Religious leaders often say that Sunday morning in America is the most segregated time of the week, an adage that both Hunter and McKee would like to change.

“Personally, a segregated ‘church’ just makes no sense,” McKee said. “I think it is a major black eye to the power of the Gospel. One of the things I really like about Donald is that he is able to get the different denominations of the black church to work together.”

Hunter’s Black Family Initiative includes a half-dozen African-American churches that are providing counseling, tutoring and mentoring to at-risk children in one of Baton Rouge’s most crime-ridden areas.

Hunter also last year organized the Glen Oaks West Neighborhood Association that he hopes, among other things, will restore pride in property ownership.

Glynnitra Ellzey was all smiles the day her new roof was completed several weeks ago.

“I’m blessed, I’m favored!” the single mother of two young daughters said. “Miracles do happen. We serve a God who is alive!”

Gladys Ross has lived in her house for 39 years along with her husband and two now-grown sons. She also cares for 19 children on a daily basis.

“I am so blessed to have the neighborhood reach out to me and take care of my roof,” said Ross as roofers’ hammers pounded in the background.

Charman Hebert, neighborhood association president, was visiting with Ross and another neighbor, Velma Barnes, association vice president, as workers from Premier climbed on Ross’ roof.

“I think, No. 1, it’s building morale with the neighborhood,” Hebert said about the roofing and upcoming lighting project. “We’re doing whatever we can do to save the neighborhood and to make a pleasant environment for our families to live in.”

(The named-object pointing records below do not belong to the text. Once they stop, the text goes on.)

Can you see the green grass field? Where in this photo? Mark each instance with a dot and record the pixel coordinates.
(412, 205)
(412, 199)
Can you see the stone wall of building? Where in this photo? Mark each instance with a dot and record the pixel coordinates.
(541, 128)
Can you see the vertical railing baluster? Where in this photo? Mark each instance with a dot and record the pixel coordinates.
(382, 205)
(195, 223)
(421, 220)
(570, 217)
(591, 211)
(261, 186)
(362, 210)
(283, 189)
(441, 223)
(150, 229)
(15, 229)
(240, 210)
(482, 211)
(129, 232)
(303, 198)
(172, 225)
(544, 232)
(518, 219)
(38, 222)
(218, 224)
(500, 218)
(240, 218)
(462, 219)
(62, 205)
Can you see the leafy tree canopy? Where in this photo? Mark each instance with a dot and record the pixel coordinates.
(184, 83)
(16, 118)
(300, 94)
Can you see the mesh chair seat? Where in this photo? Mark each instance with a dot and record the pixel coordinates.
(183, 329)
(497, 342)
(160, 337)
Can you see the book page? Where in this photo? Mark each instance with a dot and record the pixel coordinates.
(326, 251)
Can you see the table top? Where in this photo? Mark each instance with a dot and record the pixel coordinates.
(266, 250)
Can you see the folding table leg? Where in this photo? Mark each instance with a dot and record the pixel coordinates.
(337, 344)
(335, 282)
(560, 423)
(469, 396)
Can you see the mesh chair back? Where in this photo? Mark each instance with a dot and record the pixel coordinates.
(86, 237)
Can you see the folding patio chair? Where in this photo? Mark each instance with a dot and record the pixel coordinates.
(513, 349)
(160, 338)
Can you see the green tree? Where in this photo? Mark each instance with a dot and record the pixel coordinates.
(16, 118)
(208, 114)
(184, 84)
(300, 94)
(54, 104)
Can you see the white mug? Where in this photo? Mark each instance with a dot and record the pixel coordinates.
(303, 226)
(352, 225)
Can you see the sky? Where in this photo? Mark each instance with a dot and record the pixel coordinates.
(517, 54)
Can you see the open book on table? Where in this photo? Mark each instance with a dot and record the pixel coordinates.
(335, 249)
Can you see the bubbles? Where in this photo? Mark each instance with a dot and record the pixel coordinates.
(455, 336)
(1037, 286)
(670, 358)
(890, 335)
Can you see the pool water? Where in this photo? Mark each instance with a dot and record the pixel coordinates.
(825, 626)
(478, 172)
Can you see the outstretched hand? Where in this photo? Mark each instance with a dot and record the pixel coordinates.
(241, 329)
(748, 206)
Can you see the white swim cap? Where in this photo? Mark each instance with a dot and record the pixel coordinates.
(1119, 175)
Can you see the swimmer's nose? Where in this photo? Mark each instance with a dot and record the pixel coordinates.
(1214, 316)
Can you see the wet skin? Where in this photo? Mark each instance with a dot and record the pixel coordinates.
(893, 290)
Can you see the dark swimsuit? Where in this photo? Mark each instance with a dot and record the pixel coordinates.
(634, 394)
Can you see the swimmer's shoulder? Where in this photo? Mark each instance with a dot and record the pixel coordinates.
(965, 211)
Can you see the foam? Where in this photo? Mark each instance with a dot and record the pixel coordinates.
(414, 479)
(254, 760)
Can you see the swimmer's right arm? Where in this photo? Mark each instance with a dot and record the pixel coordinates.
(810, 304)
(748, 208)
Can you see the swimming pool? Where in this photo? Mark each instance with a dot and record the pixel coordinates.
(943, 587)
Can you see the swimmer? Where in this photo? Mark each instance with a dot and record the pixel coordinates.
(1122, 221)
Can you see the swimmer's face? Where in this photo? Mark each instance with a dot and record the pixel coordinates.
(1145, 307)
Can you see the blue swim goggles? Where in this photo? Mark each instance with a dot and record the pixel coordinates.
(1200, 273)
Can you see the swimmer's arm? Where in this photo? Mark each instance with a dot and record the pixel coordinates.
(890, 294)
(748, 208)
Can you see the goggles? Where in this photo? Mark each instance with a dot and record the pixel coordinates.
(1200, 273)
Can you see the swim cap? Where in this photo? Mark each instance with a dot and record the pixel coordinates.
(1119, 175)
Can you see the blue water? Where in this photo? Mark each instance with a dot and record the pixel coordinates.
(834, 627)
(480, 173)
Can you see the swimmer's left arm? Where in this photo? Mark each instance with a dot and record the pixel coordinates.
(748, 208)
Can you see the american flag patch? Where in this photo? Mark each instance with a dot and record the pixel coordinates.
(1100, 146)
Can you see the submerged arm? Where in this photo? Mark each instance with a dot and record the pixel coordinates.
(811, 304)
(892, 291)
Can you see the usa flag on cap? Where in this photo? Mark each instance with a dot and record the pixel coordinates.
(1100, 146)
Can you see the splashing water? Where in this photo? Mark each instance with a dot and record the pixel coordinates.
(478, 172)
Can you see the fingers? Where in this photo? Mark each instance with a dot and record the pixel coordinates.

“My thoughts are happy thoughts,” added Barnes. “We’re thankful to the Chapel at LSU and New Beginning Baptist Church, and we’re excited they are throwing their arms around us and helping us with this endeavor.”

Chapel member Jenny Johansen, account manager for Premier South, said the roofing company’s owner and local distributor “cut costs wherever we could,” and were able to expand the original plan to roof two homes into four homes.

“We’re just really blessed,” Johansen said, speaking for the company. “A lot of times we get requests to sponsor football teams or tennis clubs, but we didn’t do this for a sponsorship, we did it to give back to the community.”

Hunter said their mission is much bigger than new roofs. “The culture that we have is, in many ways, putting our children and our families in harm’s way,” Hunter said. “You see it in the failing of our schools. You see it in the absence of the father in the black family. You see it in the rate of crime in our neighborhoods. That is the culture that we seek to alter.

“We are seeking to change it not by our might, not by our money, not by our wisdom, but we’re seeking to change it by the word of God,” Hunter said. “We put a roof on a house and that is a superficial change. But if we put a roof on their house to build a relationship to bring them to Christ, that’s when you make a real change.”